But to his dismay, the 'genuine leather' wallet started forming
"blisters" on the third day of usage. Then the "blisters"
were bursting and the leather was shedding its skin. To prove his point, he
peeled a whole lot more of it right before my eyes.
"That's
unusual; let me take a look, Sir," said I, and he passed it to me. I took
a close look and read out the label, B S GENUINE LEATHER. "Hmm, do you
know what B S stands for? "Best Skin, I thought," said he. "I'm
afraid the wallet doesn't show that it is made from 'best skin genuine
leather," I whispered.
"Then what could it possibly mean?", he
sounded flabbergasted. I said in the most tender tone I could muster,
"Maybe it means B S as in cow dung. How could it be anything else, seeing
what has happened to your wallet?"
You should see his reaction when he
understood! Precious. He thanked me for calling a spade a spade. (I did offer
him my wallet but told him that he wouldn't like it since mine is just a
card-sized plastic box of half-inch thick.)
The encounter makes
me think; so much of what goes around as the gospel of grace is like that
"B S Genuine Leather" wallet - impressively packaged in biblical-sounding words.

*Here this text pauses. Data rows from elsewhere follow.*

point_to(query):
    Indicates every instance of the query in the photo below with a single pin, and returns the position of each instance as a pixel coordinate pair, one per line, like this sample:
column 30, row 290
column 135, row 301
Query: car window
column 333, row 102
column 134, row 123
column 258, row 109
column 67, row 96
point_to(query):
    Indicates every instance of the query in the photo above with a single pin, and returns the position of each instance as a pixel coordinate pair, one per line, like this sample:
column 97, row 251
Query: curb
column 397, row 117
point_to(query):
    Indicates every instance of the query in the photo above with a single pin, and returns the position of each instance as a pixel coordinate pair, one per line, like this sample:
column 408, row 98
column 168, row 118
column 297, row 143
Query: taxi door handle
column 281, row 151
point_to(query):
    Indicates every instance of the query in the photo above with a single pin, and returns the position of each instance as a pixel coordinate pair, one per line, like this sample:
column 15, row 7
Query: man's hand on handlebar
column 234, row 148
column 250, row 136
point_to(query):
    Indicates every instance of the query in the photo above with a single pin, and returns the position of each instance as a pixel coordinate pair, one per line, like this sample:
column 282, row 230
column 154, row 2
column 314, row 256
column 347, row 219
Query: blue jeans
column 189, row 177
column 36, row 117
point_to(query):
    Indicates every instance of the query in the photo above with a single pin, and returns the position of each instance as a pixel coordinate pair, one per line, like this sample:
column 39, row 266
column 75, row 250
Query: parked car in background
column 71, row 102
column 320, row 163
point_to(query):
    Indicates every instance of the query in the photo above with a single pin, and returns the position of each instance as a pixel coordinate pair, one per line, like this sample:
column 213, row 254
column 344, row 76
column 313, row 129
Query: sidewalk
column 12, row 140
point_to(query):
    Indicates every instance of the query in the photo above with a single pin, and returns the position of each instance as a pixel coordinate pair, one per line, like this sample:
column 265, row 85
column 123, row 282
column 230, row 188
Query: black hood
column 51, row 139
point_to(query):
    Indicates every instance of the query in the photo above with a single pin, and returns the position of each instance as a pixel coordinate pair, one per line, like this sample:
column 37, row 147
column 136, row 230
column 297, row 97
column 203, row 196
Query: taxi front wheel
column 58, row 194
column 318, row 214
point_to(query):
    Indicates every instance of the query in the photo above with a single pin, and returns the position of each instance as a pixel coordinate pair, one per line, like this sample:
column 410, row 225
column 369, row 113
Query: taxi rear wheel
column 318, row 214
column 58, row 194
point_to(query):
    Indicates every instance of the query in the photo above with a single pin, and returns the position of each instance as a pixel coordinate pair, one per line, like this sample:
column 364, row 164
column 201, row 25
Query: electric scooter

But if you scratch and poke it a bit, then the thin glossy
veneer of bible-sounding words will start peeling off and bare its cheapskate counterfeits.
There is even this
serious saying, "scratch a Calvinist hard enough and you will discover an
Arminian." My experiences confirm that saying many times over.
1Jo 4:1
Beloved, believe not
every spirit, but try the spirits whether they are of God: because many false
prophets are gone out into the world.